In metal thin films, the excitation of surface polaritons requires the use of Krestchmann configuration, in which the film is directly deposited on the coupling prism, or alternatively, on a transparent substrate that is attached to the prism by means of an index matching fluid. Under the proper incidence angle and radiation energy, internal total reflection occurs and the condition for the excitation of the interface polariton at the air-film interface can be satisfied. If the metal thickness is thin enough, part of the radiation can tunnel through the film producing the collective oscillation of surface charges. Compared to regular surface plasmon resonance (SPR) sensing techniques, total internal reflection ellipsometry presents larger sensitivity to the chemical environment due to the phase information obtained from the parallel and transverse components of the reflected beam.

In metal NPs, the resonant absorption of radiation gives rise to oscillatory processes of the electrons confined in the particle whose characteristic frequencies depend on the size and morphology of the NP. Part of that absorbed energy is reemitted as scattered light (Rayleigh scattering) and part is delivered as thermal energy to the surrounding environment. Both energy losses contribute to reduce the specular reflection and modify the amplitude and phase of the polarization components in the reflected beam. Furthermore, when those oscillatory processes occur in a particle deposited on a surface, they experience interactions with the substrate and the neighboring particles through the formation of mirror image charges. Those interactions can be interpreted through a depolarization factor that leads to obtain different polarizabilities of the nanoparticle for directions parallel and perpendicular to the substrate.
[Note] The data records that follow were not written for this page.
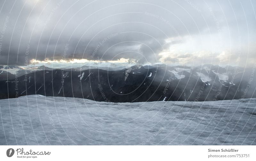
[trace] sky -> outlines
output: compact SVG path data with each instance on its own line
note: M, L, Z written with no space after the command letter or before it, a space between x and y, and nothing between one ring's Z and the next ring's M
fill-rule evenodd
M0 64L256 63L256 1L0 0Z

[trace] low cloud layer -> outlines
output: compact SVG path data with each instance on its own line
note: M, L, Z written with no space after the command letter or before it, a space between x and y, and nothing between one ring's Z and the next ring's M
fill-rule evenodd
M124 58L138 63L250 66L254 1L0 2L0 64Z

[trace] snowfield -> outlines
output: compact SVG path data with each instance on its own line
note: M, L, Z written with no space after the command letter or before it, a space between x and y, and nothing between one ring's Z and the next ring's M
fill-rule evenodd
M95 102L0 100L1 145L256 145L256 99Z

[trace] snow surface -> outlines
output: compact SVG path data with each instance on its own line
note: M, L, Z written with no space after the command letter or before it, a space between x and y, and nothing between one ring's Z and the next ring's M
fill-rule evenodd
M255 145L256 106L256 99L116 104L38 95L1 99L0 145Z

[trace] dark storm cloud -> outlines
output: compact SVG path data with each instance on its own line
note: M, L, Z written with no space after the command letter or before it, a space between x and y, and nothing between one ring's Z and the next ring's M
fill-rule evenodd
M67 45L67 59L107 61L123 58L138 63L155 63L161 52L174 44L187 43L186 36L208 35L209 39L220 34L220 36L212 43L221 41L223 47L234 48L237 42L230 40L239 35L246 35L242 38L242 47L255 42L253 2L28 0L0 3L0 30L4 29L1 40L2 64L24 65L32 59L63 59ZM251 54L254 51L250 51L249 55L255 59ZM170 59L176 62L176 58Z

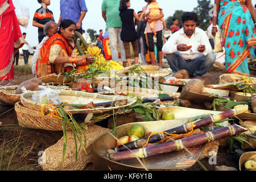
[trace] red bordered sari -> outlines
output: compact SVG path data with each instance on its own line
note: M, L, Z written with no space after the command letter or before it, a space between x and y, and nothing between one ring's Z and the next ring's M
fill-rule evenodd
M75 46L72 46L60 34L56 33L51 36L40 49L39 59L36 61L36 75L38 77L47 76L52 73L59 74L66 69L65 64L51 63L49 61L50 49L52 46L57 44L61 47L62 49L59 55L64 57L71 56Z
M0 0L0 80L14 78L14 55L24 41L12 0Z

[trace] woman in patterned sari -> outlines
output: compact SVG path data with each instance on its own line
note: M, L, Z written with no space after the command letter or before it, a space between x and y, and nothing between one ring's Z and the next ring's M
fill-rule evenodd
M226 51L228 73L250 75L247 56L256 47L256 13L251 0L215 0L213 35L218 20ZM255 57L255 55L252 55Z
M49 37L40 49L36 62L38 77L68 72L77 65L86 65L93 61L87 59L90 55L77 56L73 39L76 23L65 19L60 24L59 32Z
M0 0L0 85L11 85L14 55L24 44L12 0Z

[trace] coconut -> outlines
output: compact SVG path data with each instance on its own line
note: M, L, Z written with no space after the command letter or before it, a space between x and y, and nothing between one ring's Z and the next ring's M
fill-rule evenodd
M230 76L229 75L223 75L221 77L221 79L222 79L223 80L225 80L227 82L234 82L234 80L233 80L232 77L231 76Z
M192 79L187 82L184 88L189 92L201 93L204 89L204 82L200 79Z

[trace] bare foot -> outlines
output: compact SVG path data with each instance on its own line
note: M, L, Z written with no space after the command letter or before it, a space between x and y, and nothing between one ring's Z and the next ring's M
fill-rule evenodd
M155 39L155 38L156 38L156 32L154 32L154 38Z
M0 86L13 86L14 84L11 83L9 80L6 80L3 81L0 81Z

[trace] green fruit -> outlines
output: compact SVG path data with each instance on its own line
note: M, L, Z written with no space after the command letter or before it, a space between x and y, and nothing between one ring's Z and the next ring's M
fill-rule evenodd
M133 93L127 93L127 94L126 94L126 96L127 96L127 97L134 97L134 94Z
M46 96L42 97L40 99L40 102L44 104L51 104L52 101L51 101L51 99L48 98Z
M175 119L174 114L170 111L165 112L162 116L162 120L172 120Z
M135 124L128 129L127 134L129 136L134 135L141 138L144 136L144 129L139 124Z
M243 76L242 76L242 77L241 77L241 78L242 80L246 80L246 76L245 75L243 75Z

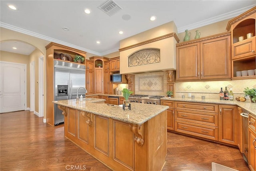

This chapter reviews the plasmonic effects on the ellipsometric functions and the pseudodielectric function obtained from spectroscopic ellipsometry in reflection mode. Reflection mode is generally more sensitive to surface changes than transmission mode, and more versatile, since it allows the measurement of samples with absorbing substrates. The chapter will include references to recent works on the subject and an overview of the technique to characterize plasmonic structures of application in nanotechnology, biochemistry, and information technology. The analysis focuses on the visible, near infrared and ultraviolet regions of the electromagnetic spectrum where metal plasmon resonances are typically found.